Mit der Verbindung von Zirkus- und Psychotherapie kann Kindern mit besonderem Förderbedarf gezielt geholfen werden. Schulpartner arbeitet dafür zusammen mit Alegria, dem Institut für Zirkustherapie. Alegria bietet niedrigschwellige Zugänge zu Gruppen- und Einzeltherapien für seelisch erkrankte Kinder und Jugendliche. Das Team um die approbierte Psychotherapeutin Britta Niehaus bietet einen therapeutischen Entwicklungsraum zur Förderung seelischer Gesundheit, Resilienz, sozialer Kompetenz und emotionaler Stabilität an.

 

Seit dem 2. Schulhalbjahr 2025/2026 wird das Programm erstmalig von Schulpartner als Teil der Ganztagsbetreuung an Schulen angeboten.
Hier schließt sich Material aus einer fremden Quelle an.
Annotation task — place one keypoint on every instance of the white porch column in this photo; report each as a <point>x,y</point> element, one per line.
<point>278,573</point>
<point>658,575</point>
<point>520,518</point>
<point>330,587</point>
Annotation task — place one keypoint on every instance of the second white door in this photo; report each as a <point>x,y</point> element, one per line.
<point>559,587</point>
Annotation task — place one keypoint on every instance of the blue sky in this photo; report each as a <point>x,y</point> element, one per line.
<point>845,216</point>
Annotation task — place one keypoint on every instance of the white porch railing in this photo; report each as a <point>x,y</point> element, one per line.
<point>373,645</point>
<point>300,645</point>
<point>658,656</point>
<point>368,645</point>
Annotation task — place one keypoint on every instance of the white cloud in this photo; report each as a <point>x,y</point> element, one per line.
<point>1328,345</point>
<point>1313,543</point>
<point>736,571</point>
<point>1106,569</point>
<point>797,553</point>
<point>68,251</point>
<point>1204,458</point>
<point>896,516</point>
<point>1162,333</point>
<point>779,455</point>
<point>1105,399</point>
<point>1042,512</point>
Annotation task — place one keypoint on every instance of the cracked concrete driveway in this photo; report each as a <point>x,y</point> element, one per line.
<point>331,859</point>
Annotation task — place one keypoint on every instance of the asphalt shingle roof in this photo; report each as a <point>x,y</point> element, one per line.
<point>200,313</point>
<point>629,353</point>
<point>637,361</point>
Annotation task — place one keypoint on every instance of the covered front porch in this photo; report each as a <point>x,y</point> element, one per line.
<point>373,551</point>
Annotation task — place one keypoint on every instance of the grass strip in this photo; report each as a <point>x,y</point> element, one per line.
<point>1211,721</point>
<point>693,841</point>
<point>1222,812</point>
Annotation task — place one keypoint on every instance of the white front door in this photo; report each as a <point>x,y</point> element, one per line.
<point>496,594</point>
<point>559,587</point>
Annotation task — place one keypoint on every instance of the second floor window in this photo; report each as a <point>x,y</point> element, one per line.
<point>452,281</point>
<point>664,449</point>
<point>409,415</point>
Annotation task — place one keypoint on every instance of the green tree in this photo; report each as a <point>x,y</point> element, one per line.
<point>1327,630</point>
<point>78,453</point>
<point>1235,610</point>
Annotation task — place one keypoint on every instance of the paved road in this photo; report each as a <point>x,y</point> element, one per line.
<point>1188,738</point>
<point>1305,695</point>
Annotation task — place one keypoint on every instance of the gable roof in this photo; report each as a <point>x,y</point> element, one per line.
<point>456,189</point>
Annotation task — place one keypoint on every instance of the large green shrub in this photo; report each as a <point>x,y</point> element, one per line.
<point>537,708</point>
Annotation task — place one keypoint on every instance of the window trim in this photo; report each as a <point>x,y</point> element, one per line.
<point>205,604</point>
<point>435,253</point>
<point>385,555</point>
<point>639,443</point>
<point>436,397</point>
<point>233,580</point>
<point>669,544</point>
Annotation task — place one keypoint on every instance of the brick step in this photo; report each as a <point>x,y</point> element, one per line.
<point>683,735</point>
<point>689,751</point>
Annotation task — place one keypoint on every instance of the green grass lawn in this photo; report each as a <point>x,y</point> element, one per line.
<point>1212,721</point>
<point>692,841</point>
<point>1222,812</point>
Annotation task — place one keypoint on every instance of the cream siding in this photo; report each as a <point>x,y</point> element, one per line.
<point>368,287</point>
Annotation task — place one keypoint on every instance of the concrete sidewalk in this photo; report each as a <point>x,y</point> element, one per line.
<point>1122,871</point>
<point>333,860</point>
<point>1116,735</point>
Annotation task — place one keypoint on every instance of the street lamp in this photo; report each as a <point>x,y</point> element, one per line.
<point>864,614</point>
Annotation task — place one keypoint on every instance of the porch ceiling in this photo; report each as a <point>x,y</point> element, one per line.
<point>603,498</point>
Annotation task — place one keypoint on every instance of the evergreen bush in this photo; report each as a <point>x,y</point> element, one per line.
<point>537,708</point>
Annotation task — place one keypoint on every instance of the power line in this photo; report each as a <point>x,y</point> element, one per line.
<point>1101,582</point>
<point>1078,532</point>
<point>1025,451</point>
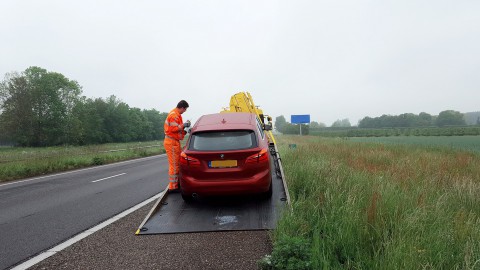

Aktuell gibt es drei Therapiegruppen mit jeweils sechs Kindern, die über ein Schulhalbjahr immer eineinhalb Stunden pro Woche gemeinsam mit dem zirkustherapeutischen Tandem von Alegria arbeiten.

 

Für die Schüler*innen ist die Zirkustherapie eine coole Kombination der beiden Arbeitsfelder Zirkuspädagogik und Psychotherapie, sagen uns Jalda Pfeiffer und Anthony Vu, zirkustherapeutisches Tandem an einer Kooperationsschule von Schulpartner. Die Verbindung beider Schwerpunkte ist nicht nur dazu geeignet, dass die Kinder sich in Zirkuskunststücken ausprobieren, sie erwerben vor allem die Fähigkeit, ihren Körper besser wahrzunehmen. Dabei erlernen sie, ihre Emotionen besser zu regulieren, ihre Frustrationstoleranz zu erhöhen und ihre soziale Kompetenz auszubauen. Eine Steigerung des Selbstwertgefühls der Kinder ist die Folge. In der Schulpraxis können sie diese erworbenen Kompetenzen dann anwenden, so dass sie im Schulalltag fokussiert auftreten und den Schulunterricht bereichern können. Ihr Selbstvertrauen, sich in soziale Kontakte zu begeben, wächst. Für Kinder mit psychischen Beeinträchtigungen, die oft die Erfahrung gemacht haben, von der Gruppe ausgeschlossen zu werden, ist dies eine grundlegende Erfahrung. »Was für die Kinder ein Spiel ist, ist für uns ein wertvolles therapeutisches Mittel«, so Jalda Pfeiffer.